Richard W. Sonnenfeldt, the chief interpreter for American prosecutors at the Nuremberg war crimes trials, has died. He was 86.
Sonnenfeldt died Friday at his home in Port Washington on Long Island, said his wife, Barbara. The cause of his death was complications of a stroke, she said Tuesday.
Sonnenfeldt interrogated some of World War II's most notorious Nazi leaders, including Hitler's second-in-command, Hermann Goering; Albert Speer, who headed Germany's war manufacturing; and Reich minister Rudolf Hess. They were all convicted as war criminals.
A German-born Jew, Sonnenfeldt was a U.S. Army private who helped liberate the Dachau concentration camp when he was selected as interpreter because of his bilingual skills.
He recounted that role in his memoir, "Witness to Nuremberg."
"He was a very remarkable man, a very talented, multifaceted guy. He was also a humanitarian," his wife said.
Sonnenfeldt later graduated from Johns Hopkins University with a degree in electrical engineering and went to work for RCA, where he helped develop color television.
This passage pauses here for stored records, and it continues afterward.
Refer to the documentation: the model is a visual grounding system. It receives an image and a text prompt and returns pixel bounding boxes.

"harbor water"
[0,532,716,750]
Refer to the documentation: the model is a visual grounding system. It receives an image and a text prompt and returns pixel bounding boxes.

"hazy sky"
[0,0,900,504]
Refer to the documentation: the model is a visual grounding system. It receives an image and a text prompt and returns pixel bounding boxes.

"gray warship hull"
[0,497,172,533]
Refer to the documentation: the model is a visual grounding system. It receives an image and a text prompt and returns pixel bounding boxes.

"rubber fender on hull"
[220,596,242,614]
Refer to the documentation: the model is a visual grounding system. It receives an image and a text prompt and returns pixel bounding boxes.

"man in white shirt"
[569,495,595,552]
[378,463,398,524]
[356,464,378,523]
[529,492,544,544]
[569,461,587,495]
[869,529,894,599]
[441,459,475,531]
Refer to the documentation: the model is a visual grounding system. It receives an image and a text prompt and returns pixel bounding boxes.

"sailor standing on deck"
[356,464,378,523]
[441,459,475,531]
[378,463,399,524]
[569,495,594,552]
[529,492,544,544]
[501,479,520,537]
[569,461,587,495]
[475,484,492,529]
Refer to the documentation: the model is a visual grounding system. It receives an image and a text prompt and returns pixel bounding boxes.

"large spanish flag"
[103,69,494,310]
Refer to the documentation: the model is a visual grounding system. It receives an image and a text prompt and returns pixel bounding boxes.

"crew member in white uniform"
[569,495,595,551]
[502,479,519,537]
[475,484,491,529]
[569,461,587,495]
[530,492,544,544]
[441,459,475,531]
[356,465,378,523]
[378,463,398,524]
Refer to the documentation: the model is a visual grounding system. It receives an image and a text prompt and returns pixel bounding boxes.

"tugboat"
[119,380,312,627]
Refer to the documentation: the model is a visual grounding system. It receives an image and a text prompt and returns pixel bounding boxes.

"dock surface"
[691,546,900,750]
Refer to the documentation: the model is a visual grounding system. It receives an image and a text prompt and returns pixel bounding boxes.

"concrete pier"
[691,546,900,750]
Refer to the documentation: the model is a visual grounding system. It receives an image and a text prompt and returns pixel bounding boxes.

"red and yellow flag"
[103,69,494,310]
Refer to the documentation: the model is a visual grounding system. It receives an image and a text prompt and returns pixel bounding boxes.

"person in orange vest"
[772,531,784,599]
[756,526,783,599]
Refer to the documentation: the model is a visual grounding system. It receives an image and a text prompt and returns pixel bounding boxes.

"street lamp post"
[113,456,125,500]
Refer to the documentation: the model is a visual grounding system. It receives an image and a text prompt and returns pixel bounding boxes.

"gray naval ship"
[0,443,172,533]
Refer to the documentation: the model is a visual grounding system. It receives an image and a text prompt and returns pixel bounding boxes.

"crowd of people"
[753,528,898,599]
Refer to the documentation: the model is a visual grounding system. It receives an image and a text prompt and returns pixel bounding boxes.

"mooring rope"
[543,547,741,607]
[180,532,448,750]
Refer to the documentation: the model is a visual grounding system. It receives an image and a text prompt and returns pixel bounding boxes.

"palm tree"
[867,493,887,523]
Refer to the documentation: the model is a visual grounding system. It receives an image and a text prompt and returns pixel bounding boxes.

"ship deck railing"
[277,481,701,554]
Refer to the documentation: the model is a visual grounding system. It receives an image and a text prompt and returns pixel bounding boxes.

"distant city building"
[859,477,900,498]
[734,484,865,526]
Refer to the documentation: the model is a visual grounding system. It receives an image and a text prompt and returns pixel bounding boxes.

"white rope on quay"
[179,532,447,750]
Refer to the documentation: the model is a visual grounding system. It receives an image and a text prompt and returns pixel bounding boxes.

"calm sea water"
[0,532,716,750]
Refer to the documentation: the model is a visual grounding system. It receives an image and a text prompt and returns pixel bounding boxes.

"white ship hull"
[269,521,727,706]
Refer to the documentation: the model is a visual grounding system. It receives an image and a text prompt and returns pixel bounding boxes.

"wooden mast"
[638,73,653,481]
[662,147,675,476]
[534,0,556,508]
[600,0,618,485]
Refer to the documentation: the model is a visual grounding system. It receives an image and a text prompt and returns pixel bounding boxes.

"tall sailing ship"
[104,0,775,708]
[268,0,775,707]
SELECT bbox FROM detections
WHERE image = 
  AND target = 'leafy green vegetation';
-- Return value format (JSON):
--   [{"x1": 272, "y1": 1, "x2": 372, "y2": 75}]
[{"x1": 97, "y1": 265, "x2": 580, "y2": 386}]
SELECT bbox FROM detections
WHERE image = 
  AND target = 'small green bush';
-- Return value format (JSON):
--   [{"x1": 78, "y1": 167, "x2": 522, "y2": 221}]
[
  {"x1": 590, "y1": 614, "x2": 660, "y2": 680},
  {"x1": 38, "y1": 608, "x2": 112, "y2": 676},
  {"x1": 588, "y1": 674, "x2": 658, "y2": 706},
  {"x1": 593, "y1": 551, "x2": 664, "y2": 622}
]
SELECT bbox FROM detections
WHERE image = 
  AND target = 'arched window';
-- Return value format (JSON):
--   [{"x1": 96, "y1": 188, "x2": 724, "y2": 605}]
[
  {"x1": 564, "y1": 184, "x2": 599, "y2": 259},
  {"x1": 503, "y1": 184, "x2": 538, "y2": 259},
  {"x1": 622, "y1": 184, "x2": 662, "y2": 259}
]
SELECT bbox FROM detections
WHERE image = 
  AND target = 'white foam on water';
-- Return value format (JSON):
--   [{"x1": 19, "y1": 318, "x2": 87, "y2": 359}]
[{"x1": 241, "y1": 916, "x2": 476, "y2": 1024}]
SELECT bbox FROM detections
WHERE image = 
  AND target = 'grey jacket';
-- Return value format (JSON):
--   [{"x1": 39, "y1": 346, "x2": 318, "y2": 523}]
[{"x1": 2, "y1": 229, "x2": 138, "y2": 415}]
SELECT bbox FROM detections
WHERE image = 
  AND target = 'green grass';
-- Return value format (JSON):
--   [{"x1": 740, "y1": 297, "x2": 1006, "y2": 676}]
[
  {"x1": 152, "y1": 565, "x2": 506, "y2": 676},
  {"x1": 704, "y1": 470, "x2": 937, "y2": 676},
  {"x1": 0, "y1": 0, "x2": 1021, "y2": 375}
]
In the 1980s, he was dean of the Graduate School of Management at the Brooklyn Polytechnic Institute.
An avid sailor, Sonnenfeldt crossed the Atlantic three times in his 70s.
Sonnenfeldt is survived by his wife; sons, Michael and Lawrence, and daughter Ann Goldberg; three stepchildren, Elizabeth Holdstein, Catherine Hausman and Maggi DeNicola; and his brother, Helmut, who was National Security Council adviser in the Nixon administration.
His first wife, Shirley, died in 1979.
Sonnenfeldt was buried in Pinelawn Cemetery in Melville, N.Y.